Two of New York’s most famous gossip columnists, a husband-and-wife team, have put their hottest scoops in their new memoir,  "Scandal: A Manual," to reveal the dirty secrets of celebrity - and their hunt to expose them. Along the way, they were sometimes targeted with physical threats and offered bribes. George Rush and Joanna Molloy wrote the hugely popular "Rush and Molloy" column in the New York Daily News from 1995 to 2010, but some of their stories and encounters never made it into print... until now.

Rush and Molloy sat down with IBTimesTV to explain why they've decided to spill their secrets now and to share their most scandalous tales from the job.

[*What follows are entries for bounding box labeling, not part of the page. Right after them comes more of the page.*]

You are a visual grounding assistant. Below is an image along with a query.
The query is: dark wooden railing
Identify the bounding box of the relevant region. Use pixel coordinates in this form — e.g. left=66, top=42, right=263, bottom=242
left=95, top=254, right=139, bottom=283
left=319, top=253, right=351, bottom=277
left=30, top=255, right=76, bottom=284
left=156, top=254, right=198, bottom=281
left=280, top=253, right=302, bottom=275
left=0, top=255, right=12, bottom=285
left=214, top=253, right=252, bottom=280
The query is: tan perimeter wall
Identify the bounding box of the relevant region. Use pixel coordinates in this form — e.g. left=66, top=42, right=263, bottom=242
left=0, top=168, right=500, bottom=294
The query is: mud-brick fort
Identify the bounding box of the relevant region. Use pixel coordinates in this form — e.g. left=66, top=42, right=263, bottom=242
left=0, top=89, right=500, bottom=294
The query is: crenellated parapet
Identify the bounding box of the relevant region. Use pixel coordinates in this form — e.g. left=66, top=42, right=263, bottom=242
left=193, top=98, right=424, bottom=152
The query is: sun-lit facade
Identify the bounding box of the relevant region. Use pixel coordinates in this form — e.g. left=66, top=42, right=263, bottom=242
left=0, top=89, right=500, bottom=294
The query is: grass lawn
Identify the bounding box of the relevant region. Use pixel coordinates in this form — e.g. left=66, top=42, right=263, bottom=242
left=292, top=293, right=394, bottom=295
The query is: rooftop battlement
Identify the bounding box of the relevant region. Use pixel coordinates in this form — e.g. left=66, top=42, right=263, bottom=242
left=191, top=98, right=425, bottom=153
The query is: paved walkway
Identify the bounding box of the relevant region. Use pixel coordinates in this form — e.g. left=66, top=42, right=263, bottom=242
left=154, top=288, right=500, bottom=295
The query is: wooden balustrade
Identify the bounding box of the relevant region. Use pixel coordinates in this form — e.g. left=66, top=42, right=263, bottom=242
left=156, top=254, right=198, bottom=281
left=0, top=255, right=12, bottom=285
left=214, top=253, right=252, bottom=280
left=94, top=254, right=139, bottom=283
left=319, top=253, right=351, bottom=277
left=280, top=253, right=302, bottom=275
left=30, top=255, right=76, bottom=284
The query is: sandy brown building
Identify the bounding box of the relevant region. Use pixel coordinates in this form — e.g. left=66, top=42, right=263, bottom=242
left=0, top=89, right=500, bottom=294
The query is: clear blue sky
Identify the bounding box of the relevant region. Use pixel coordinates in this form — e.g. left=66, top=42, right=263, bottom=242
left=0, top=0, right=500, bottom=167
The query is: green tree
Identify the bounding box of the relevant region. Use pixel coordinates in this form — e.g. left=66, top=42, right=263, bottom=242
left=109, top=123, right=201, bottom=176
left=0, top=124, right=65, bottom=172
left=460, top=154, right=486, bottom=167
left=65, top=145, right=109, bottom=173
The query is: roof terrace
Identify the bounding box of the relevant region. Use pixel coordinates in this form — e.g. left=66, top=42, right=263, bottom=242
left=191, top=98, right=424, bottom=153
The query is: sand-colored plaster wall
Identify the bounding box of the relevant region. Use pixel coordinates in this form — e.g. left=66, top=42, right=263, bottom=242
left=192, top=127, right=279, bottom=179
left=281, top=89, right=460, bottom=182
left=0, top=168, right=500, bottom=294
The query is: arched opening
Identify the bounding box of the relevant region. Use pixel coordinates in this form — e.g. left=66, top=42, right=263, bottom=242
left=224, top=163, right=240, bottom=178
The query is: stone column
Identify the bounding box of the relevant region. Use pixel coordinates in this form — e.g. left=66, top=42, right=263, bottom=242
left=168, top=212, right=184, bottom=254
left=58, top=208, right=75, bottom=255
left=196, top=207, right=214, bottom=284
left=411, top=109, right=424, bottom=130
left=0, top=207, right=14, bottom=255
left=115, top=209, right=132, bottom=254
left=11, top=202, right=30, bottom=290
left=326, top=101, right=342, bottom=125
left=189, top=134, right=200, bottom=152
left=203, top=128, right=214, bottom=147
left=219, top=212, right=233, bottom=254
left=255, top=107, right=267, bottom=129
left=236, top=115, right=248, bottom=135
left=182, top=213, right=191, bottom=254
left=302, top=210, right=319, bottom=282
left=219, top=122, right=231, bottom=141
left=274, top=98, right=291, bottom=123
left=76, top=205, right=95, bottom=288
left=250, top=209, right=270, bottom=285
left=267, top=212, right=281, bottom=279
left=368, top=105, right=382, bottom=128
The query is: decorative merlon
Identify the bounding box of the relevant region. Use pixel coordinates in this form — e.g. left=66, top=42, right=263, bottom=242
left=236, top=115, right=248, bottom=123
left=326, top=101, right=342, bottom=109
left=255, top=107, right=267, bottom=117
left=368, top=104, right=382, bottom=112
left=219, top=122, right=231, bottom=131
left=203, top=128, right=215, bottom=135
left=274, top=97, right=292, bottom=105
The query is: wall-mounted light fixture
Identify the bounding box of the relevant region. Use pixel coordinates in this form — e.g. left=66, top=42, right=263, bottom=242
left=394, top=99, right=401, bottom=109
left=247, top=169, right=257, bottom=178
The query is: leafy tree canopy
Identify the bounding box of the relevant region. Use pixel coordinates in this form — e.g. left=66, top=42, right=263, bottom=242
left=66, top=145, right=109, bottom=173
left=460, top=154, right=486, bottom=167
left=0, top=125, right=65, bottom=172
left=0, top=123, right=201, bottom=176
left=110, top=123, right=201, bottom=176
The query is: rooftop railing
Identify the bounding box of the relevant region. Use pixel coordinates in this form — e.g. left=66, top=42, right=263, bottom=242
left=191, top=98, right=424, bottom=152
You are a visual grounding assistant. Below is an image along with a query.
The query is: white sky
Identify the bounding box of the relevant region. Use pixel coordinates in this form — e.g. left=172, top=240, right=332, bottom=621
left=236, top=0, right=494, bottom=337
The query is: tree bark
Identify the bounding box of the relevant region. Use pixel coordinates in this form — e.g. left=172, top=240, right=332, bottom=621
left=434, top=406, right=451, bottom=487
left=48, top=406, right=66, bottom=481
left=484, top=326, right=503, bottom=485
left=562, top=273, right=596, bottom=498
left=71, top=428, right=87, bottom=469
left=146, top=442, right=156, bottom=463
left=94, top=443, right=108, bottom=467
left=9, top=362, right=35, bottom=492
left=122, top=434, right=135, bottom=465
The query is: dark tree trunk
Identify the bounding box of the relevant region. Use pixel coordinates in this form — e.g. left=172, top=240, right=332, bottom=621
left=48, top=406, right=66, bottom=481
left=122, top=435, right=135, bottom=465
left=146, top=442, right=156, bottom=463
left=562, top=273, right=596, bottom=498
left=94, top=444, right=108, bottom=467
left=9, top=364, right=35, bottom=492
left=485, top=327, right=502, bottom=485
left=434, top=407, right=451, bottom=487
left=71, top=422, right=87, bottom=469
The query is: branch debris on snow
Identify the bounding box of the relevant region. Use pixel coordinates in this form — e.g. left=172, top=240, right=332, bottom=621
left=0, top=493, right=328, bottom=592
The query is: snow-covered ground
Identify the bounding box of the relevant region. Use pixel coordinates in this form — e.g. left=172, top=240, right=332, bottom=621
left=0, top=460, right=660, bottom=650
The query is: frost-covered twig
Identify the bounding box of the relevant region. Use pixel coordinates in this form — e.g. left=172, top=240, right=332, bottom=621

Making a career of reporting broken marriages and celebrity meltdowns, gossip columnists are often blamed by celebrities who don't want to be held accountable for their own actions, the couple explains. Now with Twitter, the stars can exert even more control over how their image is crafted for their fans.

With “more gossip then ever,” Rush and Molloy say that social media will not take away jobs from working columnists, as platforms like Twitter empower just about anyone to share gossip. The professional is expected to check facts and use sources before dishing up scandal.

Molloy admitted that at times she does feel guilty for what she has written, while her husband Rush simply said it is part of the job. A gossip columnist needs a thick skin, as “it’s not personal.”

Rush and Molloy recall their most scandalous moments on the job with IBTimesTV and reveal that their only real regret is not being able to publish sooner so many juicy stories.